Legendary Amazons is a 2011 Chinese historical drama film directed by Frankie Chan and written by Chan, Liu Heng and Ma Honglu. The film is based on the stories of the Yang Clan Generals. It stars Richie Jen, Cecilia Cheung, Cheng Pei-pei, Liu Xiaoqing, and Kathy Chow. The film is based on the same source material as the 1972 Hong Kong film The 14 Amazons.

==Plot==
The film is set in early 11th century China during the reign of Emperor Renzong of the Song dynasty. The emperor neglects state affairs and indulges in personal pleasures, while the government sinks into corruption and war continues to rage on at the borders of the Song dynasty. The Song dynasty is being invaded by the armies of the rival state of Western Xia.

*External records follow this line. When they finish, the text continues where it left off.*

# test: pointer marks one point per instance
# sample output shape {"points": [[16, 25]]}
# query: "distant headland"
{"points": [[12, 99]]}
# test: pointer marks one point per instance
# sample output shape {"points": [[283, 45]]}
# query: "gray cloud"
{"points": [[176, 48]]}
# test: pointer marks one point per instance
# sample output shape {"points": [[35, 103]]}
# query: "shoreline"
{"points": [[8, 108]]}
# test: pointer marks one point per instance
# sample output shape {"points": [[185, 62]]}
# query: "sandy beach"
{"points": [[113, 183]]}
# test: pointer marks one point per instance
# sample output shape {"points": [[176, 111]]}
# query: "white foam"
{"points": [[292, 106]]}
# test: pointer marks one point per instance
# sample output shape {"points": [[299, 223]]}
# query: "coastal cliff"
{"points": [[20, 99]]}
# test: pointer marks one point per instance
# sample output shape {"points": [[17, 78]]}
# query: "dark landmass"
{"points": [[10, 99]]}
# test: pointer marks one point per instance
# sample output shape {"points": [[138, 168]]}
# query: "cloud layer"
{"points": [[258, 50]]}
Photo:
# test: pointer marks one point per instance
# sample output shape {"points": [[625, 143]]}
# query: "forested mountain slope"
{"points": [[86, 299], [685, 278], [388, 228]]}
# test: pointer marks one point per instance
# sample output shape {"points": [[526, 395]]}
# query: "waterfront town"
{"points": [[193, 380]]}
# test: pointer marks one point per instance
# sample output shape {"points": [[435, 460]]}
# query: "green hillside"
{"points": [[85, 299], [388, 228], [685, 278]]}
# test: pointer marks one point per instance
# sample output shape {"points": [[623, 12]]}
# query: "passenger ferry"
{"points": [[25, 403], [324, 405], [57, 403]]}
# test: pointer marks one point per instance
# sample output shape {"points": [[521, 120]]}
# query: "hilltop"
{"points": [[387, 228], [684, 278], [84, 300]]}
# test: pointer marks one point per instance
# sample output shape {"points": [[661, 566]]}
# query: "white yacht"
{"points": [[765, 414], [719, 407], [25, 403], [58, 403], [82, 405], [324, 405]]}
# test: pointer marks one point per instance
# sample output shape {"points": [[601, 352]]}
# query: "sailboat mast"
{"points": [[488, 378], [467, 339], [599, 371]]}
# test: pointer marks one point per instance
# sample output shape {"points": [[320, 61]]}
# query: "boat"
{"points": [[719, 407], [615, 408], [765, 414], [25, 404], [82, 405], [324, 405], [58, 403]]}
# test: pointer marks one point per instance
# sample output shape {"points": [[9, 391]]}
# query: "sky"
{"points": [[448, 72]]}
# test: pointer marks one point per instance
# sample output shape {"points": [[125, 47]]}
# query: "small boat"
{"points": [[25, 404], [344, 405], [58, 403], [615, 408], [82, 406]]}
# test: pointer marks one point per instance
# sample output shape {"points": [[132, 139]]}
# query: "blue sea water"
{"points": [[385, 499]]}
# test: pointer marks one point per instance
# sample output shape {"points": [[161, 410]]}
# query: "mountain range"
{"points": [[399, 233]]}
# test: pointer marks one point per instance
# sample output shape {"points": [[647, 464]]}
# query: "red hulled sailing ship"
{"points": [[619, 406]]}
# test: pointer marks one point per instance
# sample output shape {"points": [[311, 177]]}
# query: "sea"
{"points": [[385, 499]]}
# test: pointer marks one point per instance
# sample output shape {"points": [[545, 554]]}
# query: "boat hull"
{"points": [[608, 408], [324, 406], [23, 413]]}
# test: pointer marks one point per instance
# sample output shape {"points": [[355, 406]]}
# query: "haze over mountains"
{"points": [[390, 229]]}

Yang Zongbao is the last man standing in the Yang clan, a family of generals who have dedicated their lives to defending the Song dynasty from foreign invaders. He apparently dies in battle tragically when the treacherous Imperial Grand Tutor (minister) Pang refuses to send reinforcements to aid him. Yang Zongbao's widowed wife, Mu Guiying, leads the other widows of the Yang clan into battle to continue the legacy of their husbands.